The main objective of this study was to investigate the relation between the variation of the parameters of stimulation (rate, pulse width, voltage) and the clinical effectiveness of deep brain stimulation of the STN in patients with Parkinson's disease, to identify the pattern of stimulation capable of determining the best therapeutic window (the higher difference between the threshold for the clinical effectiveness and for the onset of side effects). For this purpose it was necessary to evaluate a constant clinical effect suitable for analysing the relation between the parameters of STN stimulation. In addition, this study may provide information about the mechanism of action of deep brain stimulation.
Patients and methods
Ten patients with advanced Parkinson's disease were examined after the bilateral implant of a quadripolar electrode in the STN (DBS-3389, Medtronic, Minneapolis, MN, USA). The implant was placed using a system of fusion of the CT and MRI images (Stereoplan, Radionics, USA) to detect the position of the STN in relation to the mid-commisural point; in addition, intraoperative neuronal electrical activity recording and macrostimulation were performed. Patients had been operated on at least 3 months before the study to avoid the interference of a surgical microlesive effect in the evaluation of deep brain stimulation.
Characteristics of the patients are shown in table 1. The mean age of the patients, four women and six men, was 62.3 years (range 51–70 years); the duration of the disease was 15.9 years, with an average duration of levodopa therapy of 14.6 years.

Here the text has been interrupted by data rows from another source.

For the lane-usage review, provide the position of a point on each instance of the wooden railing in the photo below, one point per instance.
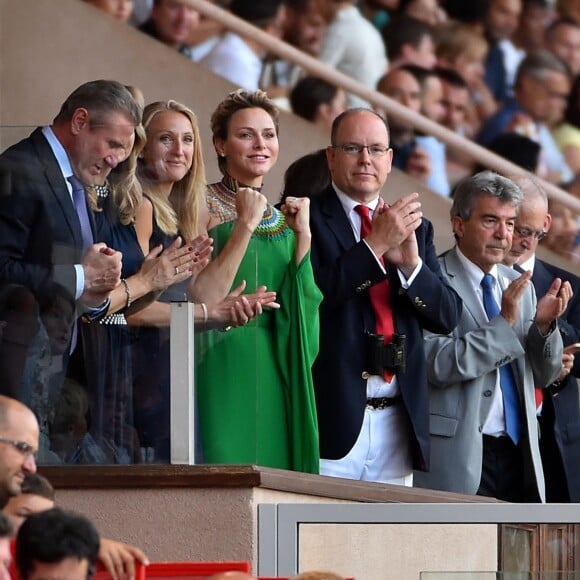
(315, 67)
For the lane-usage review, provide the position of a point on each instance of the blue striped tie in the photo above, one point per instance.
(511, 400)
(80, 203)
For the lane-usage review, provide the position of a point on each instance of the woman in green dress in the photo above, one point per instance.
(255, 394)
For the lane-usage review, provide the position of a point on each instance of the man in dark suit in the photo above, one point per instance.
(46, 228)
(371, 395)
(484, 434)
(558, 406)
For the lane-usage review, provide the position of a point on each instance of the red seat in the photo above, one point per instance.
(180, 570)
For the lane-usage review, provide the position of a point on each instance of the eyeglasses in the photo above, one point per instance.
(21, 446)
(527, 233)
(357, 149)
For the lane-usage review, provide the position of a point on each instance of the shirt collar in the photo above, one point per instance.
(475, 273)
(348, 204)
(59, 152)
(529, 264)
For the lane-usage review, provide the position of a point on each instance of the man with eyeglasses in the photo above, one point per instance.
(18, 445)
(558, 406)
(377, 268)
(19, 434)
(484, 434)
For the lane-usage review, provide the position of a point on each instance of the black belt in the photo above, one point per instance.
(382, 402)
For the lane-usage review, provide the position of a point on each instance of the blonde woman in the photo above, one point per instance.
(172, 174)
(255, 391)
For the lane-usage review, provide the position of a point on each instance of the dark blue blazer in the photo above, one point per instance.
(344, 271)
(40, 233)
(565, 397)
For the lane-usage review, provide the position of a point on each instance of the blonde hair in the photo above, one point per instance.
(180, 213)
(234, 102)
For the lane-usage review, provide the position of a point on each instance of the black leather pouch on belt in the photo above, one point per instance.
(386, 356)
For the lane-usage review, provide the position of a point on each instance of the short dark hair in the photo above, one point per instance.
(308, 94)
(101, 98)
(6, 527)
(340, 118)
(257, 12)
(307, 175)
(53, 535)
(401, 30)
(36, 484)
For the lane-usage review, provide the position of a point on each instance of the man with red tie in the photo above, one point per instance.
(376, 266)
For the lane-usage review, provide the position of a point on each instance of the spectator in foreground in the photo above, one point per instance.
(483, 427)
(269, 406)
(57, 544)
(371, 383)
(6, 531)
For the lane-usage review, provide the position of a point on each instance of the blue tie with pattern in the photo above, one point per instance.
(511, 400)
(80, 203)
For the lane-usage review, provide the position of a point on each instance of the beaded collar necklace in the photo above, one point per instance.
(222, 202)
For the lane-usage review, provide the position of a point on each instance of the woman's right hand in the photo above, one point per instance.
(163, 268)
(237, 309)
(250, 207)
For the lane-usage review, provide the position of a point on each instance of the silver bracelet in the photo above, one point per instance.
(204, 310)
(127, 293)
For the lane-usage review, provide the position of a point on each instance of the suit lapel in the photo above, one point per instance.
(541, 279)
(459, 281)
(57, 184)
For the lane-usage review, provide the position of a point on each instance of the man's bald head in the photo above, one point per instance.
(532, 223)
(19, 435)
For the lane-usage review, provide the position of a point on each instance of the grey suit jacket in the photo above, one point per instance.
(462, 375)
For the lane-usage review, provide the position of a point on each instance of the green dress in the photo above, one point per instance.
(254, 383)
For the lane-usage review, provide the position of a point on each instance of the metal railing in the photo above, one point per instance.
(315, 67)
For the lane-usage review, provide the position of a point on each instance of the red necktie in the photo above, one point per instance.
(380, 292)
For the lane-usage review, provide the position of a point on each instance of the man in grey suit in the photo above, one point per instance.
(484, 434)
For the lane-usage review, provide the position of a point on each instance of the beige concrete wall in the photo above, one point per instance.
(46, 52)
(397, 551)
(221, 524)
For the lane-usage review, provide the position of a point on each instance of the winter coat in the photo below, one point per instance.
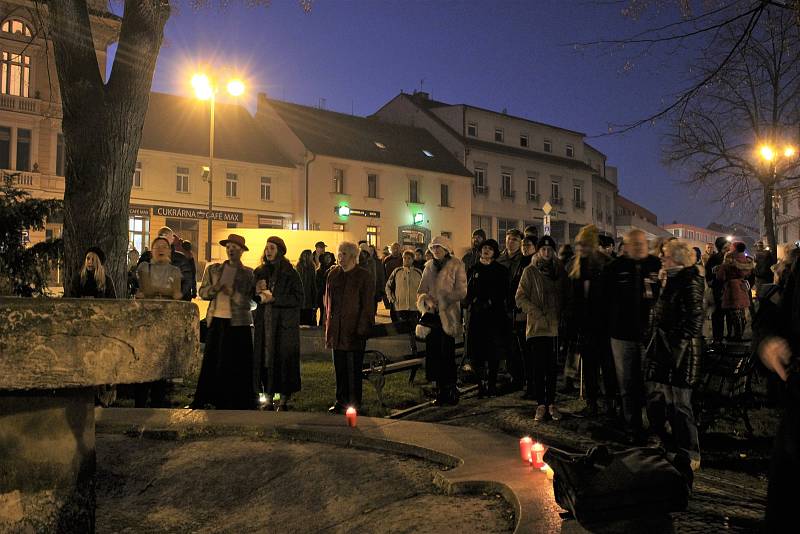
(444, 289)
(675, 348)
(349, 308)
(487, 290)
(240, 298)
(735, 289)
(308, 276)
(541, 295)
(89, 288)
(631, 288)
(401, 288)
(276, 340)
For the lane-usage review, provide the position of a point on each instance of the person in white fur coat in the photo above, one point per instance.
(443, 287)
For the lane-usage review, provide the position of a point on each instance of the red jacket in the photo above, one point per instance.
(349, 308)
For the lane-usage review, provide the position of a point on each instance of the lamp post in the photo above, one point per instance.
(772, 156)
(206, 89)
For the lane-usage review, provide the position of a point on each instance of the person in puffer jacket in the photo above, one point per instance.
(736, 268)
(674, 352)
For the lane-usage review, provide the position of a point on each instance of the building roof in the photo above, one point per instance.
(358, 138)
(181, 125)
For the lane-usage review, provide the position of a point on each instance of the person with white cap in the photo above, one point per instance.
(443, 287)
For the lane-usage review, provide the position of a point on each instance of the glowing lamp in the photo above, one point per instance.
(537, 455)
(525, 445)
(351, 416)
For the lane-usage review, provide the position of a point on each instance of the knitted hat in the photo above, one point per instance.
(547, 241)
(100, 254)
(441, 241)
(491, 243)
(278, 242)
(588, 235)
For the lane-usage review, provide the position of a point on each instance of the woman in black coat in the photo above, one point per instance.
(487, 287)
(279, 294)
(673, 353)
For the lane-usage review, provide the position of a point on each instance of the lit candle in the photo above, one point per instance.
(351, 415)
(538, 455)
(525, 448)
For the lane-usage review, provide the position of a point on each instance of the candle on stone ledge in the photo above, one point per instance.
(525, 448)
(537, 455)
(351, 415)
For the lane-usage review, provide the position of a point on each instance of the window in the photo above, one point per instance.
(137, 175)
(5, 147)
(372, 185)
(60, 155)
(505, 183)
(231, 184)
(16, 27)
(532, 195)
(266, 188)
(413, 190)
(480, 179)
(338, 180)
(372, 236)
(139, 232)
(15, 74)
(182, 180)
(445, 195)
(23, 150)
(555, 192)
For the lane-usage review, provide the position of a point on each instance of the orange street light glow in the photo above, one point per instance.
(236, 87)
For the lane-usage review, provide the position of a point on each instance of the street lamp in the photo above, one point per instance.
(206, 89)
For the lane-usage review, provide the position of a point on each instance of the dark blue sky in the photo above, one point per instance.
(495, 54)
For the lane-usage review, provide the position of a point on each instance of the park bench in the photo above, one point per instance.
(725, 387)
(377, 365)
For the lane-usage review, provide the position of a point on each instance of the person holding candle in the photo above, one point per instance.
(349, 312)
(227, 378)
(541, 295)
(443, 287)
(279, 295)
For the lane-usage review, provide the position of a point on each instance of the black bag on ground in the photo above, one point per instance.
(602, 486)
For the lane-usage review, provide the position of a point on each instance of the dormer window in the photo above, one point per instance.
(17, 27)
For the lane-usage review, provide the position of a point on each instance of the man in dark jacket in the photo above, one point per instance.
(712, 265)
(350, 310)
(779, 351)
(631, 286)
(471, 258)
(513, 260)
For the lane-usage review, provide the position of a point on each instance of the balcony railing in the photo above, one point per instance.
(18, 103)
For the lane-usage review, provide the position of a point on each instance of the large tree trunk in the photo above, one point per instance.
(102, 126)
(769, 218)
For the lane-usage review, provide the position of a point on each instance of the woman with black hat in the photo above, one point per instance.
(227, 377)
(541, 295)
(279, 294)
(487, 287)
(92, 280)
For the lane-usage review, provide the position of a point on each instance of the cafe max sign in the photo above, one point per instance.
(186, 213)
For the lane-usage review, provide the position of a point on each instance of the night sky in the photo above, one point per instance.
(495, 54)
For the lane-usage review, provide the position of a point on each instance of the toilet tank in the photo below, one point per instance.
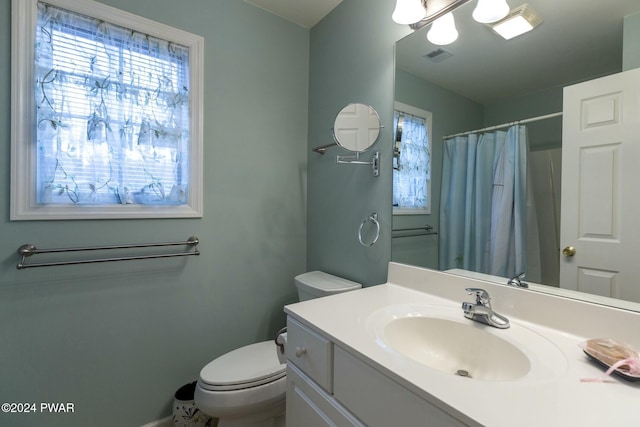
(316, 284)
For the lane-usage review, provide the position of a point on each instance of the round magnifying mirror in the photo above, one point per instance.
(357, 127)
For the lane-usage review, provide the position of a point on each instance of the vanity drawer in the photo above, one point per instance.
(310, 352)
(379, 401)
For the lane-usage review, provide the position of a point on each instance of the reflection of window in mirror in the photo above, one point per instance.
(411, 160)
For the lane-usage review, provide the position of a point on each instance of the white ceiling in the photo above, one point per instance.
(305, 13)
(486, 68)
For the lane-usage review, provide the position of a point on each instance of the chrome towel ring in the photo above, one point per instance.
(374, 219)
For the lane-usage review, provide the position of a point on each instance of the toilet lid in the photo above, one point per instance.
(244, 367)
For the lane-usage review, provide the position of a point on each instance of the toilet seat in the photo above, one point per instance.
(246, 367)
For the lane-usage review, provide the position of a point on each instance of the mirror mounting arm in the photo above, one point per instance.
(355, 160)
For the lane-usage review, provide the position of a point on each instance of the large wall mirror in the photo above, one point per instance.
(482, 80)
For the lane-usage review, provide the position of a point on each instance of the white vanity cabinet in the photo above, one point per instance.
(329, 386)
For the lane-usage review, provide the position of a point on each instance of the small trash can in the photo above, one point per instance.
(185, 413)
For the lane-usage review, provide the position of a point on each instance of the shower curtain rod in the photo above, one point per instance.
(504, 125)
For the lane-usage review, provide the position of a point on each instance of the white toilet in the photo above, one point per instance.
(247, 386)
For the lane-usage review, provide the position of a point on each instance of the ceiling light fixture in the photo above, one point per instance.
(488, 11)
(519, 21)
(443, 30)
(408, 12)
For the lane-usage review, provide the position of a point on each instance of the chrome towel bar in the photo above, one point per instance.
(28, 250)
(427, 230)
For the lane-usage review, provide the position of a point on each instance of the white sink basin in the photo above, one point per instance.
(441, 338)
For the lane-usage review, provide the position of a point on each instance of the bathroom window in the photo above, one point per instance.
(106, 114)
(411, 160)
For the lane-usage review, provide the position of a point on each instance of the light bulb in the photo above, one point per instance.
(443, 30)
(408, 12)
(488, 11)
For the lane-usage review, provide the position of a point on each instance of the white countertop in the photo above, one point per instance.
(561, 400)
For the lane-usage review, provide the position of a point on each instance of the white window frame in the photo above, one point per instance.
(23, 147)
(428, 118)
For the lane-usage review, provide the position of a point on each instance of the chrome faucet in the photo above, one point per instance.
(517, 281)
(481, 311)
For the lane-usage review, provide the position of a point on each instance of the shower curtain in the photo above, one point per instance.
(483, 204)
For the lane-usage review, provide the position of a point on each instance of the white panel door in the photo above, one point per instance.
(600, 220)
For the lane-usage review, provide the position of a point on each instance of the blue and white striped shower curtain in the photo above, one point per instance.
(483, 204)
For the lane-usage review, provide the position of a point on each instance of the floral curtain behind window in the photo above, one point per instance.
(112, 113)
(410, 182)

The average daily dosage of levodopa in the presurgical period was 956.2 mg/day. The average Hoehn and Yahr stage was 2.5 in the on phase and 4.0 in the off phase. In the preoperative period patients were evaluated with the unified Parkinson's disease rating scale (UPDRS): the average score in the UPDRS part III (motor evaluation) was 19.1 in the on condition and 56.4 in the off condition. All patients gave their informed consent to the study.
To assess the clinical effectiveness of the stimulation we tested subjectively the wrist rigidity contralateral to the stimulated side. We considered the disappearance of wrist rigidity with the patient resting as the clinical constant effect to obtain (required clinical effect, RCE).

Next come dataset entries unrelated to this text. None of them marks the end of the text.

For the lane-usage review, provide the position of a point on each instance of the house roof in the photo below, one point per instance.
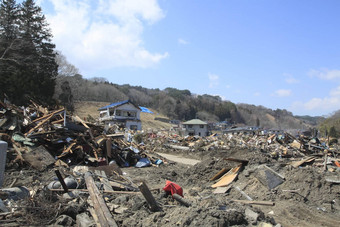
(116, 104)
(195, 122)
(145, 110)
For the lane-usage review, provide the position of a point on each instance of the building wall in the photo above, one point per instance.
(134, 125)
(196, 130)
(131, 122)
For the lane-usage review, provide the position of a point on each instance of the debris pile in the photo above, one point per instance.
(64, 171)
(43, 137)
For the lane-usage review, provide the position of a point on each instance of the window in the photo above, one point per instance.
(133, 127)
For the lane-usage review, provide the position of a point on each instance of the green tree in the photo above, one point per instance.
(333, 132)
(28, 67)
(9, 22)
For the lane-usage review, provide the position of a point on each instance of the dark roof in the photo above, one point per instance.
(116, 104)
(194, 122)
(145, 110)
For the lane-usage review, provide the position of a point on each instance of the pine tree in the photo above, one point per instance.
(9, 15)
(27, 58)
(38, 52)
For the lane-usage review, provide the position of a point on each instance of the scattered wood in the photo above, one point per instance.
(264, 203)
(181, 200)
(298, 163)
(149, 197)
(243, 193)
(219, 174)
(227, 178)
(61, 179)
(273, 171)
(102, 212)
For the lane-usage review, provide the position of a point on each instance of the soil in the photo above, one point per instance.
(303, 199)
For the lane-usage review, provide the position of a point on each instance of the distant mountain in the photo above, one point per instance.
(182, 104)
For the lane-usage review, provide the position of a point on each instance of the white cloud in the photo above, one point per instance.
(182, 41)
(324, 105)
(290, 79)
(213, 80)
(325, 74)
(104, 34)
(282, 93)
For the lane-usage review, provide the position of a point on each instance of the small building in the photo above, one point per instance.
(124, 114)
(196, 127)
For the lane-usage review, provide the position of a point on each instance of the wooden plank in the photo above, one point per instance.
(149, 197)
(228, 177)
(104, 216)
(221, 190)
(219, 174)
(67, 150)
(181, 200)
(39, 158)
(276, 173)
(109, 148)
(95, 217)
(61, 179)
(103, 179)
(298, 163)
(38, 125)
(245, 162)
(264, 203)
(48, 115)
(87, 191)
(81, 121)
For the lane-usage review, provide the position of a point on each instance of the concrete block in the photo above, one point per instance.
(3, 153)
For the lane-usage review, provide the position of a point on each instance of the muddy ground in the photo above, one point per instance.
(304, 198)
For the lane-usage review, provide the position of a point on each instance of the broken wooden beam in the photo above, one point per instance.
(264, 203)
(181, 200)
(219, 174)
(149, 197)
(104, 216)
(61, 179)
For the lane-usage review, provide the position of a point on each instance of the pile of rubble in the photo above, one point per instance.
(62, 171)
(43, 137)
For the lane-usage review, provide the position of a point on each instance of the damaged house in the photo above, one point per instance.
(196, 127)
(124, 114)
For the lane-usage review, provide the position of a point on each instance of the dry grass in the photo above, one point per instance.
(86, 108)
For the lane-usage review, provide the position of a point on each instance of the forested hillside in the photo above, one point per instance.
(182, 104)
(31, 68)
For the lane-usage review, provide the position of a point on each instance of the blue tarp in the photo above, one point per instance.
(143, 162)
(145, 110)
(113, 105)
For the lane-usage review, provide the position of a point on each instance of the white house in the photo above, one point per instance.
(196, 127)
(124, 114)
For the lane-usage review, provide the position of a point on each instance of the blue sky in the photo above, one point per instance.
(275, 53)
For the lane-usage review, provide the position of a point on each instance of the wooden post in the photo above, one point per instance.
(181, 200)
(149, 197)
(104, 216)
(60, 178)
(108, 147)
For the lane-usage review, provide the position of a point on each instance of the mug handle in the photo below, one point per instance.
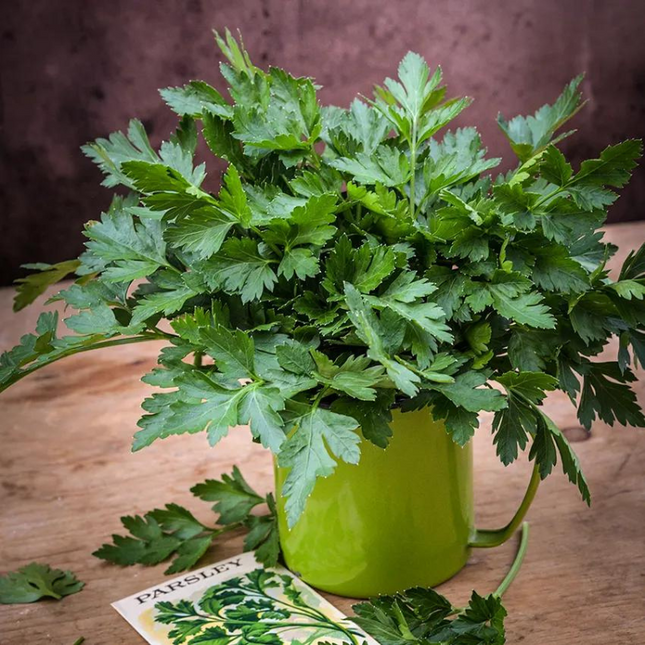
(487, 538)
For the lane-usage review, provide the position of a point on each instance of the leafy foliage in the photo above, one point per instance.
(424, 616)
(35, 581)
(259, 607)
(174, 530)
(354, 260)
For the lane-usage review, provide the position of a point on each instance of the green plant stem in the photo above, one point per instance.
(78, 350)
(488, 538)
(413, 167)
(517, 563)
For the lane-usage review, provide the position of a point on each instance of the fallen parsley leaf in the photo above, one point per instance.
(175, 532)
(36, 581)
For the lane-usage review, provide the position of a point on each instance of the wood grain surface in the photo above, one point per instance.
(67, 475)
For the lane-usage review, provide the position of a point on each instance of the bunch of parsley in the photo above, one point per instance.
(353, 261)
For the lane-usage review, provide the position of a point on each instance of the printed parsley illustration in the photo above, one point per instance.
(260, 607)
(353, 260)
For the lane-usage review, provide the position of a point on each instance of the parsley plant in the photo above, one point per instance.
(353, 260)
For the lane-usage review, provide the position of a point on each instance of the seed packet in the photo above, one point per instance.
(237, 601)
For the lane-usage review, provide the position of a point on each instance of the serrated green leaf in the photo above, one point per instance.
(35, 581)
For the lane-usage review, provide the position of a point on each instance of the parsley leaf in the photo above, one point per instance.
(35, 581)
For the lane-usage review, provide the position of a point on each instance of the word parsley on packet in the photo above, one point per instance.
(237, 600)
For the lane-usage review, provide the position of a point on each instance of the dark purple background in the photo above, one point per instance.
(74, 70)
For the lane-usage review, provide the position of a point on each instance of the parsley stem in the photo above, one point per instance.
(78, 350)
(517, 563)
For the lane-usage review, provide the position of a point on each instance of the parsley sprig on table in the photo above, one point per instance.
(175, 531)
(35, 581)
(353, 260)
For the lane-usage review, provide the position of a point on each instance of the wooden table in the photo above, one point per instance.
(67, 475)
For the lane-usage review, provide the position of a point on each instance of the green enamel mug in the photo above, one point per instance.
(400, 518)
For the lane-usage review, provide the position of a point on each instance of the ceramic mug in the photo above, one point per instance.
(402, 517)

Each patient was examined at one side only, generally the most compromised one, because of the time necessary for the execution of the study. For the test, we used the contact of the quadripolar electrode previously identified as the most effective in the control of parkinsonian symptoms, with a monopolar cathodic configuration for the stimulation (contact of the electrode=cathode; pulse generator=anode).

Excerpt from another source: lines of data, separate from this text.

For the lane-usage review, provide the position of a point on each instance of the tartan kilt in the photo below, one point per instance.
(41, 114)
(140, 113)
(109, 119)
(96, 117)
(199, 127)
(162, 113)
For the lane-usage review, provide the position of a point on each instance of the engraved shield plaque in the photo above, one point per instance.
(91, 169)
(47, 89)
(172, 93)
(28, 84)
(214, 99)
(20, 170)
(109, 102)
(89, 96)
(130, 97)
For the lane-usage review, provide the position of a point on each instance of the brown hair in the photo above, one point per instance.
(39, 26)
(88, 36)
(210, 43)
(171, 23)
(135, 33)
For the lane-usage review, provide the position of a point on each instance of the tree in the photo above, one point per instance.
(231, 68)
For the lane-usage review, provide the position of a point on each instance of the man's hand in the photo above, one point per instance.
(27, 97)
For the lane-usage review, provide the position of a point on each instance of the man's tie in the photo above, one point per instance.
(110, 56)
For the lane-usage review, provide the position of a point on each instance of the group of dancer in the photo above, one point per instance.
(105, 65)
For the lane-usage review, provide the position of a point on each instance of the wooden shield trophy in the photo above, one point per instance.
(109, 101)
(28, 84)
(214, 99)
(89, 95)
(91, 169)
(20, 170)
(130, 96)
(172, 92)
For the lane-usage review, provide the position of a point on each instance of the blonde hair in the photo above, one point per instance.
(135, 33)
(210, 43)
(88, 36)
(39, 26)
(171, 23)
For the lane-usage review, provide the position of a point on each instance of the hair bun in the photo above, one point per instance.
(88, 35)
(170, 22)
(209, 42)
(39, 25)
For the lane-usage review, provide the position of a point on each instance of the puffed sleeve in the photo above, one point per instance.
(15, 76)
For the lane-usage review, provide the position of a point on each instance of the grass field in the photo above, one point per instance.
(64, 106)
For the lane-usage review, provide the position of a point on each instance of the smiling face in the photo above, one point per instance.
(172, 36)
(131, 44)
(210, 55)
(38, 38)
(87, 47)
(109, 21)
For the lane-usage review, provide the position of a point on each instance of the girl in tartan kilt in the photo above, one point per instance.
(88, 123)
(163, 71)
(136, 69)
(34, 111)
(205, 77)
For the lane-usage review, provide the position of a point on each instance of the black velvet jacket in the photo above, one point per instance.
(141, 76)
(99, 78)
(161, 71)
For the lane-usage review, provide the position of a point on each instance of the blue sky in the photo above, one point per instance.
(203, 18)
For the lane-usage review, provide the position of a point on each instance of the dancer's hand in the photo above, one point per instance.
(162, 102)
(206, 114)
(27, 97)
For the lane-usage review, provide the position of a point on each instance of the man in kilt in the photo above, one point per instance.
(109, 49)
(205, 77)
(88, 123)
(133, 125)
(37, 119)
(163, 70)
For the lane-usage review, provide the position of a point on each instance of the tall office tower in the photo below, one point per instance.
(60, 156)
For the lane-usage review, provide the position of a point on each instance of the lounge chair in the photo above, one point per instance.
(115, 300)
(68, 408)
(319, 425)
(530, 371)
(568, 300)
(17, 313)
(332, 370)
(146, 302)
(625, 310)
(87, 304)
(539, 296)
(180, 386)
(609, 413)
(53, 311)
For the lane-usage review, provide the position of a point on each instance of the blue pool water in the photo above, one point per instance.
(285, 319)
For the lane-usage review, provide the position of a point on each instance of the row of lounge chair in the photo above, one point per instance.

At least 12 hours before the beginning of the study all antiparkinsonian drugs were stopped, and the patient continued to be bilaterally stimulated. Both of the pulse generators were deactivated 1 hour before the beginning of the test, to avoid a possible after effect of the stimulation; then we tested the patients in the absence of stimulation to define the baseline condition of wrist rigidity, and of upper limb akinesia and rest tremor (UPDRS part III: items 22, 23-24-25; 20). During the whole study the pulse generator of the examined side remained off, to avoid the overlapping of a clinical effect related to omolateral STN stimulation, and the patients lay comfortably on a bed during the examination.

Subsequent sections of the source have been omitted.